Role of inertia on the performance of Brownian gyrators

Abstract

Understanding the role of inertia in nanoscale heat transport is fundamental to the design of efficient nano-thermodynamics systems. In this work, we experimentally address the non-equilibrium dynamics of a Brownian gyrator, a paradigmatic model for nano-heat machines, that converts heat flow between two thermal baths into steady-state rotation. Using an optically levitated nanoparticle in a controlled vacuum environment, we study the transition from overdamped to underdamped dynamics of the gyrator. We demonstrate that, while the spatial signature of the non-equilibrium steady state vanishes as damping decreases, the rotational dynamics and energetics are optimized at a critical damping.

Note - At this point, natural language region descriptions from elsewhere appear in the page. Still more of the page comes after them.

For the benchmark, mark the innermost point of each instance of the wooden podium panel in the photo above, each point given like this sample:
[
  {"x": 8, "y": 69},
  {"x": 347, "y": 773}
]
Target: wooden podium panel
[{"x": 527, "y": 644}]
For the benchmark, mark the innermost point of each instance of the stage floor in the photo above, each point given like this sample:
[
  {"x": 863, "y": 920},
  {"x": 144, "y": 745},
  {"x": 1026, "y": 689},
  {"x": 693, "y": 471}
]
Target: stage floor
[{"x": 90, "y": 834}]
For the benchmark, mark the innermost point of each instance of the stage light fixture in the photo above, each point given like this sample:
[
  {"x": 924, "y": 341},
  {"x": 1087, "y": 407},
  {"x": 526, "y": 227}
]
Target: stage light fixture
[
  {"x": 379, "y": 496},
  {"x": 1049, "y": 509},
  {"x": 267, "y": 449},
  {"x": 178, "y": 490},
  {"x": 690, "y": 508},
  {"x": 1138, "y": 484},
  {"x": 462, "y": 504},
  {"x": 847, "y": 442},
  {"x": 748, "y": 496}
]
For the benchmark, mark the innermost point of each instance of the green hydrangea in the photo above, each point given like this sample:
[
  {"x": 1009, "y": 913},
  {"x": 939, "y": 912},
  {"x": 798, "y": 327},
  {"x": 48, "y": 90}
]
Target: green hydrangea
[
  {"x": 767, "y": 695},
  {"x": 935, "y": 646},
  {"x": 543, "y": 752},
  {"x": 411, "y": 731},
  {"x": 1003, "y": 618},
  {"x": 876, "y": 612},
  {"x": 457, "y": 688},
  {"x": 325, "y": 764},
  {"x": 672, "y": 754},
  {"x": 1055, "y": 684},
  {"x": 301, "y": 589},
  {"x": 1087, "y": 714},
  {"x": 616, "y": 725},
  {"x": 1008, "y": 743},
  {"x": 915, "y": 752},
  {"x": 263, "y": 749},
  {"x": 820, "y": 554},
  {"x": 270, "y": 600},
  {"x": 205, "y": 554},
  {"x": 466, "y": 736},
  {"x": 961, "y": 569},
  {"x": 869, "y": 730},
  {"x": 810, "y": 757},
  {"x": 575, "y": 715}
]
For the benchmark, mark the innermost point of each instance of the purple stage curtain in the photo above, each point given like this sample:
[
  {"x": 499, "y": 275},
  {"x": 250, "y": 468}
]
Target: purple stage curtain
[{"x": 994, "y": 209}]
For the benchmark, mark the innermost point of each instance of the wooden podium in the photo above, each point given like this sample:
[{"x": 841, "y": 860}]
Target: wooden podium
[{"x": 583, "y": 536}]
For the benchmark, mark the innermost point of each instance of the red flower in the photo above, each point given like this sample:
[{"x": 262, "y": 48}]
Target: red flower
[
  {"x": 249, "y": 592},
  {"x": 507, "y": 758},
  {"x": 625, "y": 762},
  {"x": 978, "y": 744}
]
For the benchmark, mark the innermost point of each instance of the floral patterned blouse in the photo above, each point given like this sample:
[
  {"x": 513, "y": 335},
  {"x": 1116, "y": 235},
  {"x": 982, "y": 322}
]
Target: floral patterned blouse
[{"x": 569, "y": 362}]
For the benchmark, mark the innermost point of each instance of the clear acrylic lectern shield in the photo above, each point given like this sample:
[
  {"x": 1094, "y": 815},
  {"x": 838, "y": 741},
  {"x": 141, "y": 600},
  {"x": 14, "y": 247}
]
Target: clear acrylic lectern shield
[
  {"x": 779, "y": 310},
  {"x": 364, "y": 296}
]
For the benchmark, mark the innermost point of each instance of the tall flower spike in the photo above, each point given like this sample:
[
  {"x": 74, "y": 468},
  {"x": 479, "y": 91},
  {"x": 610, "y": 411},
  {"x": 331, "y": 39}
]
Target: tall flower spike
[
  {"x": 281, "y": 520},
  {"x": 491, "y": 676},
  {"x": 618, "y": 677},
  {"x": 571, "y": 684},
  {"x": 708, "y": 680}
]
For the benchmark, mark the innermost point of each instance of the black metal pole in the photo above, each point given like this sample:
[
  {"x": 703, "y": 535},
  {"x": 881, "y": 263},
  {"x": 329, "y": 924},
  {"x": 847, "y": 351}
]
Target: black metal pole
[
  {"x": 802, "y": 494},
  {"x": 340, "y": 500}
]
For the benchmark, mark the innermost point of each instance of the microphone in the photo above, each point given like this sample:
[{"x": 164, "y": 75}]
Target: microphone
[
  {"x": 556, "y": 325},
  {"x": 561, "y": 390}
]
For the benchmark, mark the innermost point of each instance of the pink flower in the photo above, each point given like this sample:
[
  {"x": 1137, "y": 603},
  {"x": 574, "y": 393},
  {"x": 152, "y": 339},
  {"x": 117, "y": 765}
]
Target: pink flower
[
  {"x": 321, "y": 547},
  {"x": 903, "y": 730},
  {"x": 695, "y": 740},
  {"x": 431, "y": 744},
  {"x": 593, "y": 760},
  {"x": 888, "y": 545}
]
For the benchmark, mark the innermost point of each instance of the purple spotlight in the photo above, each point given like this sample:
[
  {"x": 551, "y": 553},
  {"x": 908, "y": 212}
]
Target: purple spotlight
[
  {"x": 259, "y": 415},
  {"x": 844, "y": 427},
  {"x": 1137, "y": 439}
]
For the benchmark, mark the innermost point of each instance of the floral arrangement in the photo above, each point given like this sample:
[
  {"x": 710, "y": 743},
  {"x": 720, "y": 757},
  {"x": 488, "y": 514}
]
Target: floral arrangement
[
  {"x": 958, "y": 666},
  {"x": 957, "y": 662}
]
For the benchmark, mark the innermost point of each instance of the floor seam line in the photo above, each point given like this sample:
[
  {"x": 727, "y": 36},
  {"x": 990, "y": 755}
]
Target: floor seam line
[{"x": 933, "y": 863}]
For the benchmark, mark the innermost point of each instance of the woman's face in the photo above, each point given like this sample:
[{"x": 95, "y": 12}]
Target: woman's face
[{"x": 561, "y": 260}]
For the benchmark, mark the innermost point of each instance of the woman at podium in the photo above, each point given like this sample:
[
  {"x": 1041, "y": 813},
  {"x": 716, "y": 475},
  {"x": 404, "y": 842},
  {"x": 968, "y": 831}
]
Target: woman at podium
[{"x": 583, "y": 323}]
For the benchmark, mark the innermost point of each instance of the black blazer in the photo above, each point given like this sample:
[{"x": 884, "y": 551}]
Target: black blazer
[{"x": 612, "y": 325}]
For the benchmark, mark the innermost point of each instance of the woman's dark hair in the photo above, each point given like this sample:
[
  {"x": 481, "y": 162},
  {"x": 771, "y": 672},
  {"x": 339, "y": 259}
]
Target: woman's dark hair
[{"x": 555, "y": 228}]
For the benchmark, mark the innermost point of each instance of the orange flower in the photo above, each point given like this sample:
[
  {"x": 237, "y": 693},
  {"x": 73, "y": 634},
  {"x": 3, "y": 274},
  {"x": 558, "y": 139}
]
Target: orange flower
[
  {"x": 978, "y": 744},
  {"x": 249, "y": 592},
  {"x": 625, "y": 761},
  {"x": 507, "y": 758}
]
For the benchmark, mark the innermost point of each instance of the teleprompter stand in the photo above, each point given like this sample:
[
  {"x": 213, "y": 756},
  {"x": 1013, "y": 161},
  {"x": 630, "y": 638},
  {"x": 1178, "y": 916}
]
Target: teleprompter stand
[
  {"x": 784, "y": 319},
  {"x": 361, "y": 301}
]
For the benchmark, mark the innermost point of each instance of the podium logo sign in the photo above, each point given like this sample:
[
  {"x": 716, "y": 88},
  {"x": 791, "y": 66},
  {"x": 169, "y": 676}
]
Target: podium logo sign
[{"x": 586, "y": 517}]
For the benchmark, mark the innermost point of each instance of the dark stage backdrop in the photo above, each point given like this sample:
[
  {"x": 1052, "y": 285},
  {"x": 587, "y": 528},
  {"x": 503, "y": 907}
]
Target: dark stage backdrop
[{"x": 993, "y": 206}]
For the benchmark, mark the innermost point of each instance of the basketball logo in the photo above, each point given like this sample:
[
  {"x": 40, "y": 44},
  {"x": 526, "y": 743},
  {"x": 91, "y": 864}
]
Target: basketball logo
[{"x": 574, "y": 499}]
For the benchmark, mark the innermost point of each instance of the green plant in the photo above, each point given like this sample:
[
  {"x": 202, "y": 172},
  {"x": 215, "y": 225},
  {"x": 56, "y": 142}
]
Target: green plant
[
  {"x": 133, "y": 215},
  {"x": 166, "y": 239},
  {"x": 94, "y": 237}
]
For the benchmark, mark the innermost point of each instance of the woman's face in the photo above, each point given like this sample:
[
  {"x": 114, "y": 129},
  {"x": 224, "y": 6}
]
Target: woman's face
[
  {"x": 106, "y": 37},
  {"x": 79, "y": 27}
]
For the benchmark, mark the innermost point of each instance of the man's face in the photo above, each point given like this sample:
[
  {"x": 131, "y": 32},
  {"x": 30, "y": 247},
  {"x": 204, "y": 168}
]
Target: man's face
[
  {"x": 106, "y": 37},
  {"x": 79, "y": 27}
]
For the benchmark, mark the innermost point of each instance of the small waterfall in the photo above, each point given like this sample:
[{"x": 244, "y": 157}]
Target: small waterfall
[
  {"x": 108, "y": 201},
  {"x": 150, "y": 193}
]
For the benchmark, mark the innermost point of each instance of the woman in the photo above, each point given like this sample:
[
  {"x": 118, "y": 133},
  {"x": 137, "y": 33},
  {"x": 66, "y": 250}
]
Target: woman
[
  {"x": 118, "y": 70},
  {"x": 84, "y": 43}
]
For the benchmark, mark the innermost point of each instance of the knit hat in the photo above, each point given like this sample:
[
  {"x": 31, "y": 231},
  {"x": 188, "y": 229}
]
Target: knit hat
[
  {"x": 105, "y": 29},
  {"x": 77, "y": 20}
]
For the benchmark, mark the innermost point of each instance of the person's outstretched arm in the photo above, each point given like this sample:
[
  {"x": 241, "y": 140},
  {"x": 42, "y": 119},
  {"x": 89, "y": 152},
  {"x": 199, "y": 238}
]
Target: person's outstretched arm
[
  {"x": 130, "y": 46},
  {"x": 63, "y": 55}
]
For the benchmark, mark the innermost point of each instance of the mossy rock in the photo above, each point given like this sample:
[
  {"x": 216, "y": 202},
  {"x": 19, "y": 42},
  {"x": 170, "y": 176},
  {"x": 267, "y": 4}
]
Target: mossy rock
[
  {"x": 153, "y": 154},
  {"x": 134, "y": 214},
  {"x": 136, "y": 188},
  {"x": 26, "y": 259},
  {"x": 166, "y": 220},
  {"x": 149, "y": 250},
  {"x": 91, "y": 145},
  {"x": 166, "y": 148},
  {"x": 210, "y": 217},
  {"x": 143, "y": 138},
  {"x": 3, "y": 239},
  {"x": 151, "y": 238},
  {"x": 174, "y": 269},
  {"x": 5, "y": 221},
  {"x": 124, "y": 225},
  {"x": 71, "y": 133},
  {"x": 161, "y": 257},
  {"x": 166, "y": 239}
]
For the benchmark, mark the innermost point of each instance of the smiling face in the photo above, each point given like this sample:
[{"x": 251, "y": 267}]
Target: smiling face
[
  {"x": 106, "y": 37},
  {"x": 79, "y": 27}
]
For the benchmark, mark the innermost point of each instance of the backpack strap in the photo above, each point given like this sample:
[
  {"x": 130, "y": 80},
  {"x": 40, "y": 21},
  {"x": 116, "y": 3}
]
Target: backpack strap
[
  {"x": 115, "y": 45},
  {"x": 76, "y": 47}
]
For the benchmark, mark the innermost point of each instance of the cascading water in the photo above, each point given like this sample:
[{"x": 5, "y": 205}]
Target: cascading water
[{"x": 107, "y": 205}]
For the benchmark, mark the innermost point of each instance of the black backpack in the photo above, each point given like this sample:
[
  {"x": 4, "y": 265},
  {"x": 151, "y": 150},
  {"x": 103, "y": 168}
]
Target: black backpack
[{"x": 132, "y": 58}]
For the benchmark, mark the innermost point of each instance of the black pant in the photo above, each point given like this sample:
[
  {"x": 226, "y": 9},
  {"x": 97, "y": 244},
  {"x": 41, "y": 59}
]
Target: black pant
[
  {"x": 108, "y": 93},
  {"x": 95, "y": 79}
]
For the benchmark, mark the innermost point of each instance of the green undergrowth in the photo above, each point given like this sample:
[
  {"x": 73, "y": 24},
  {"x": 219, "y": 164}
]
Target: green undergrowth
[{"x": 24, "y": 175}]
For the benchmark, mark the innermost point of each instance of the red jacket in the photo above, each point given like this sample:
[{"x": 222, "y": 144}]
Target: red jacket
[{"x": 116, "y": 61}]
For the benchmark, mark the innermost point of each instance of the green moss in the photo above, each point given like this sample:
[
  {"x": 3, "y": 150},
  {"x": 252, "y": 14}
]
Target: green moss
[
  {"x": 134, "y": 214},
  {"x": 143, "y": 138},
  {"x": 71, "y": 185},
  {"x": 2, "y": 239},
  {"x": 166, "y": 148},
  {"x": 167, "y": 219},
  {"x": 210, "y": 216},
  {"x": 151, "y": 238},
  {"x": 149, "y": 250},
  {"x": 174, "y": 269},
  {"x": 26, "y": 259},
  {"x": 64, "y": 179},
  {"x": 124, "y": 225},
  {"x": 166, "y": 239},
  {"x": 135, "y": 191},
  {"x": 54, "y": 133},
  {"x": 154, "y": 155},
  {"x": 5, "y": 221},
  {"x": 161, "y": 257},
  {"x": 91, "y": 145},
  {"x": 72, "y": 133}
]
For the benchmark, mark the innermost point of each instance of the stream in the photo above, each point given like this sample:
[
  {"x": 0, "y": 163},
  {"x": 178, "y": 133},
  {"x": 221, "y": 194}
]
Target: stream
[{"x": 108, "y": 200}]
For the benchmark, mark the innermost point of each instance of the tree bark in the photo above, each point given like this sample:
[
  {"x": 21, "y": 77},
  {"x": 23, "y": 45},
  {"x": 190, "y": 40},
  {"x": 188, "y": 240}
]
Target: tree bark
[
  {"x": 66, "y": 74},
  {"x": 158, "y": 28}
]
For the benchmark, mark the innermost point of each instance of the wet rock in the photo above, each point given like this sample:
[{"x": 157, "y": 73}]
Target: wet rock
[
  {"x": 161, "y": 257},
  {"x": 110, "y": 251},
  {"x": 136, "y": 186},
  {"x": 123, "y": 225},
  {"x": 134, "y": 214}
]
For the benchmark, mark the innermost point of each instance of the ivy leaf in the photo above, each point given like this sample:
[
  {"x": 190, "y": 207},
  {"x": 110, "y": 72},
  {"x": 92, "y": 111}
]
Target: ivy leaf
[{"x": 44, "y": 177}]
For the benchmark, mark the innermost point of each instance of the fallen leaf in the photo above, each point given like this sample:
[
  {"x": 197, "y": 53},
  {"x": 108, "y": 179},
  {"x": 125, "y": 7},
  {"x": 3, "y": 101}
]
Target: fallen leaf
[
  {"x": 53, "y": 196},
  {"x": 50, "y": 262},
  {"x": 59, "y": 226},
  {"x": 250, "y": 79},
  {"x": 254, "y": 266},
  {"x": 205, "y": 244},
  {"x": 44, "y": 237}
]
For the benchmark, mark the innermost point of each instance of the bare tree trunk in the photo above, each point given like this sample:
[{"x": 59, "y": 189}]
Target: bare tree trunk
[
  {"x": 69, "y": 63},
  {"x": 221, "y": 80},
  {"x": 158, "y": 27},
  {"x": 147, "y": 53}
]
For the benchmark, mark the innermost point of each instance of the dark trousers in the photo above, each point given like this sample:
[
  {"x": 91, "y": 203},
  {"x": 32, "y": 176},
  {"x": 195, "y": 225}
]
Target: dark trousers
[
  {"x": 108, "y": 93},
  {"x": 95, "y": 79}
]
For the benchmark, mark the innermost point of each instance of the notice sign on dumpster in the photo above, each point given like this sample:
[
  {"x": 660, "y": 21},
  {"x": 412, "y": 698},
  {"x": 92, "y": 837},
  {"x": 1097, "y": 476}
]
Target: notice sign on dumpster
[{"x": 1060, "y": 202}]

Our findings reveal the importance of inertia for maximising the performance of nanoscale machines and provide fundamental insights into the design of efficient nano heat engines and processes.

Figures (4)

• Figure 1: Brownian gyrator setup. A laser focused through an objective traps a glass particle in an asymmetric harmonic potential. A pair of electrodes generates a directional effective temperature $T_{\mathrm{hot}}$ along the $x$ axis (red waves) larger than the temperature along the $y-$axis $T_\text{cold}$. The potential principal axes $\bm{x}_\mathrm{pot}$ and $\bm{y}_\mathrm{pot}$ are tilted by an angle $\phi=\pi/4$ relative to the lab frame $(\bm{x}, \bm{y})$ (inset). The broken system symmetry results in a circular counterclockwise motion represented by the light blue flow and the black arrows.
• Figure 2: Gyrator's PDF. Position's PDF and probability current (white arrows) in the $(x, y)$ plane, highlighting the counterclockwise rotation of the particle, for quality-factor a. $\mathsf Q = 1$ (overdamped, $p_\text{gas}=220 \ \mathrm{mbar}$); b. $\mathsf Q = 5.6$ (critical damping, $p_\text{gas}= 33\ \mathrm{mbar}$) and c. $\mathsf Q = 23.5$ (underdamped regime, $p_\text{gas}=8 \ \mathrm{mbar}$). The PDF is fitted with a 2D Gaussian function; highlighted by the 4$\sigma$ iso-contour (purple ellipse). We extract from the fit the PDF tilt angle $\theta$ and its major and minor axes standard deviations $\sigma_+$ and $\sigma_-$ (inset).
• Figure 3: Properties of the gyrator's PDF. a. Angle ($\theta$) and b. aspect ratio of the standard deviations ($\sigma_+/\sigma_-$) along the principal axes of the PDF for different damping values. Experimental data (blue dots) computed from three realizations of the gyrator, and theoretical predictions (black curves) for the experimental parameter set. The error bars are smaller than the dot size.
• Figure 4: Angular momentum and entropy creation. Experimental data (blue dots), as a function of resonator quality factor, computed from three realizations of the gyrator, and theoretical predictions (black curves) for the experimental parameter set. The error bars are smaller than the dot size. The pink dashed line represents the critical damping $\mathsf Q_c=\dfrac{k}{u}$.